Recursive call to nat_to_bin has principal argument equal to "Nat.div n 2 " instead of one of the following variables: "n0" "n1" "n2" . Recursive definition is: "fun n : nat => match n with

| 0 => Z

| 1 => B1 Z

| 2 => B0 (B1 Z )

| S (S (S _) ) =>

if evenb n then B0 (nat_to_bin (Nat.div n 2 ) )

else B1 (nat_to_bin (Nat.modulo n 2 ) )

end " .

Solution

  • To retain good logical properties, all functions definable in Coq are terminating. To enforce that, there is a restriction on fixpoint definitions, like the one you are trying to do, called the guard condition. This restriction is roughly that the recursive call can only be done on subterms of the argument of the function.

    This is not the case in your definition, where you apply nat_to_bin to the terms (Nat.div n 2) and (Nat.modulo n 2) which are functions applied to n. Although you can mathematically prove that those are always smaller than n, they are no subterms of n, so your function does not respect the guard condition.

    If you wanted to define nat_to_bin in the way you are doing, you would need to resort to well-founded induction, which would use the well-foundedness of the order on nat to allow you to call you function on any term you can prove smaller than n.
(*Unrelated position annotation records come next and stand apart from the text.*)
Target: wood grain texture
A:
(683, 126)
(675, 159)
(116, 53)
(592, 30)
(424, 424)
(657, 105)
However, this solution is quite complex, because it would force you to do some proofs that are not that easy.

    Instead, I would advise going another way: just above in the book, it is suggested to define a function incr : bin -> bin that increments a binary number by one. You can use that one to define nat_to_bin by a simple recursion on n, like this:

    Fixpoint nat_to_bin (n:nat) : bin := 
  match n with
  | 0 => Z
  | S n' => incr (nat_to_bin n')
  end.

    As for incr itself, you should also be able to write it down using a simple recursion on your binary number, as they are written with low-order bit outside.